Clearly, the endlessly vexed question of what it means to be
Jewish preoccupies Ozick, especially in America and after the Holocaust. For
her as a writer of fiction, this question has taken particular form in the
opposition between Hellenism and Hebraism or aesthetics and morality. She cites
the second commandment, "Thou shalt have no other gods before me,"

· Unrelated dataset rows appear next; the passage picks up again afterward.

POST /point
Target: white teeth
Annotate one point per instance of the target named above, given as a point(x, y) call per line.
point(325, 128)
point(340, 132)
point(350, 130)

which prohibits making any likeness of things in heaven or earth. Even though
her own work consistently pushes us and her characters toward moral
distinctions, fiction writing has seemed to Ozick an idolatry, yet a necessary
idolatry.
One can sense the force of this dilemma in her virtuosic
metaphor making. "A darkness inside a cloud," Edelshtein calls the
Yiddish language. Sometimes Ozick's metaphors become rather rich; but often
they achieve a magical efficacy, as in "The Shawl"'s imagery of sound, light, and animality. And
her title essay in Metaphor and Memory (1989) finds the revelatory
Judaic--as well as literary--idea in a verse from Leviticus (19:34): "The
stranger that sojourneth with you shall be unto you as the home‑born
among you, and you shall love him as yourself; because you were strangers in
the land of Egypt." Here is "history as metaphor, memory raised to
parable," Ozick says. "Without the metaphor of memory and history, we
cannot imagine the life of the Other."
Ozick published several
collections of essays and reviews that range tellingly over Western literature
and questions of writing. Reviewing a book by Bruno Schulz, a Polish Jew gunned
down by the SS in 1942, she aligns him with Kafka, Babel, Singer, Jerzy
Kosinski, and mentions Schulz's final manuscript, a novel called The Messiah
that was lost after his death. Then years later, Ozick wrote The Messiah of
Stockholm (1987), imagining that Schulz's manuscript has resurfaced: an
obsessive Swedish critic, believing himself Schultz's son announces, "The Messiah's
turned up! Here!" This slender redemptive thread in Ozick's phantasmagoric
tale goes some way toward relieving her sense of literature as idolatry.
Along with the charged
imagination and prose style that move her theological impulse, Ozick has a
comic side. It emerges in The Puttermesser Papers (1997), wherein a
female Jewish mayor of New York creates a girl golem [artificially created
being] to cleanse, not Prague, like Rabbi Loew's 16th-century golem, but
"New York!" And Ozick has a feminist persuasion too: "Feminism
is simply another way of saying humanism."